The Shanghai Composite Index advanced 16 per cent in the first quarter, extending its gain since the end of June to 83 per cent, the most among the world’s major stock indexes. The gauge rose 0.1 per cent at 9.58am local time.
MONETARY STIMULUS
Chinese shares climbed to seven-year highs on Monday as the government lowered the downpayment requirement for second-home buyers, the latest step to boost the economy following two interest-rate cuts since November.
Central bank chief Zhou Xiaochuan signaled on Sunday that further stimulus may be on the way, saying growth has tumbled “a bit” too fast.
Individual investors, who account for about 80 per cent of China’s stock trading, are flocking to equities as slumping home prices and government curbs on wealth-management products make alternative investments less attractive.
More than 10 million stock accounts have been opened since the start of December, equivalent to the total number for all of 2012 and 2013 combined. About 37 per cent of the new investors were middle-school graduates and 25 percent only attended elementary schools, according to a December survey of some 4,000 households by the Southwestern University of Finance and Economics in Chengdu, Sichuan Province.
EUPHORIA SIGNS
Stocks in China’s large-capitalization CSI 300 Index that were quoted below 5 yuan at the end of September - shares that have long held an allure for amateurs - jumped an average 63 per cent through mid-January, versus a 35 per cent gain for all index stocks and 11 per cent for those priced above 50 yuan. The gauge’s 200-day historical volatility has climbed to the highest level since January 2010.
Bank of America Corp downgraded its recommendation on Chinese shares to the equivalent of hold from buy last month, citing signs of “euphoria.” Overseas investors sold a net 1.7 billion yuan (US$274 million) of stocks via the Shanghai-Hong Kong exchange link in the week through Monday, while the two biggest Hong Kong ETFs tracking mainland equities had withdrawals of US$622 million.

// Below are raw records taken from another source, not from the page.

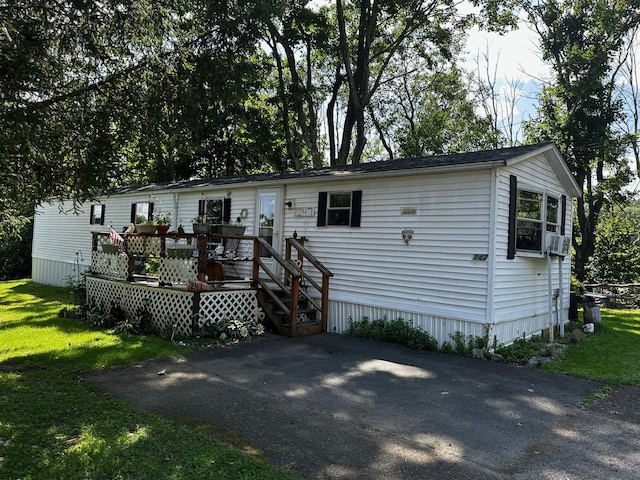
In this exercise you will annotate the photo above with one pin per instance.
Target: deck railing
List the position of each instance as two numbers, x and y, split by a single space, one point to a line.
303 275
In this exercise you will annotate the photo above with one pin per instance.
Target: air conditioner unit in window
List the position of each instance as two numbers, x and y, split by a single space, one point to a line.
557 244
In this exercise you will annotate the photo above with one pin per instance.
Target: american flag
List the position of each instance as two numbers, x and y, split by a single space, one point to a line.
115 238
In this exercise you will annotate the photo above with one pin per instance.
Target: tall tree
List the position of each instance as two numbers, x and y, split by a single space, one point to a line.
581 39
334 61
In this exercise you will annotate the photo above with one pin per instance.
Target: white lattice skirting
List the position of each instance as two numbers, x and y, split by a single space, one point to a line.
169 306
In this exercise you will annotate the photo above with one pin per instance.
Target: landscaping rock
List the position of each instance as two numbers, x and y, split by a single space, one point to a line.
577 335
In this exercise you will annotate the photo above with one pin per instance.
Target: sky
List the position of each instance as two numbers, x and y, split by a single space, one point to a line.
514 56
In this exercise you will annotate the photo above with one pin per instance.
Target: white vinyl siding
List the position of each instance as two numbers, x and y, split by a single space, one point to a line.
435 272
453 275
521 284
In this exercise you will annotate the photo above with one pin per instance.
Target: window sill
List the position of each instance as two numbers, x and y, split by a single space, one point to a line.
529 254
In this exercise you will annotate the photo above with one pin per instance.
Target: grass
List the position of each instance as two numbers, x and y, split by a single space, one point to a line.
610 355
55 425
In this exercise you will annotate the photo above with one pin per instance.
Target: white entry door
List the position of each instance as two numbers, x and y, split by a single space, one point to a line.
269 210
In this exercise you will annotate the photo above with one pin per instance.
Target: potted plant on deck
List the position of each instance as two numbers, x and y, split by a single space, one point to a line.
199 224
162 221
232 229
144 226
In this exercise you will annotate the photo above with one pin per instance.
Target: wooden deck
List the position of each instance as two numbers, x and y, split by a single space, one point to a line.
119 277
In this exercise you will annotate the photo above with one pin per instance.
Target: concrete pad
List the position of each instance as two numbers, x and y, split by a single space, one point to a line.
338 407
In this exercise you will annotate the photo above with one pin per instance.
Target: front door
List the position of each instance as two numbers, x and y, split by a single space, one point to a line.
269 223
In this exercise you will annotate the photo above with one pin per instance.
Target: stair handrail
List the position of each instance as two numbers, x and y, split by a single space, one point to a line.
292 271
304 253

While the momentum can carry on for a while as individual investors chase the gains, the stock market is increasingly diverging from economic reality, said Tom Orlik, a Bloomberg Intelligence economist in Beijing.
China’s expansion rate slowed to 6.28 per cent in February from a year earlier, the weakest since 2009 and below the official target of 7 per cent for 2015, Bloomberg’s monthly growth tracker shows. Dual-listed mainland companies traded 36 per cent above their equivalent shares in Hong Kong on March 26, the biggest premium since October 2011, according to data compiled by Bloomberg.
Stock ownership by individuals is still low, with room to increase as China becomes a more mature market, said Michelle Gibley, the director of international research at San Francisco- based Charles Schwab Corp.
Equities account for 20 per cent of financial assets in Chinese households, compared with 45 per cent in cash and bank deposits, according to a Charles Schwab survey released in January.
“Chinese domestic investors entering the stock market may be chasing gains, but this occurrence doesn’t necessarily indicate a bubble,” said Gibley, whose firm oversees about US$2.5 trillion.
“That said, valuations of Chinese A-share stocks appear extended relative to H-share stocks, and may be due for a breather.” Chinese traders are accustomed to booms and busts, partly because the market is dominated by individuals who may be less committed to long-term equity holdings. The Shanghai Composite surged 353 per cent in two years through 2007 before crashing 65 per cent the following year.
For as long as new investors keep piling in, “it will be good for the market as the bubble expands,” Tony Hann, the head of emerging markets at Blackfriars Asset Management Ltd. in London, said by e-mail. “But it will surely end in tears.”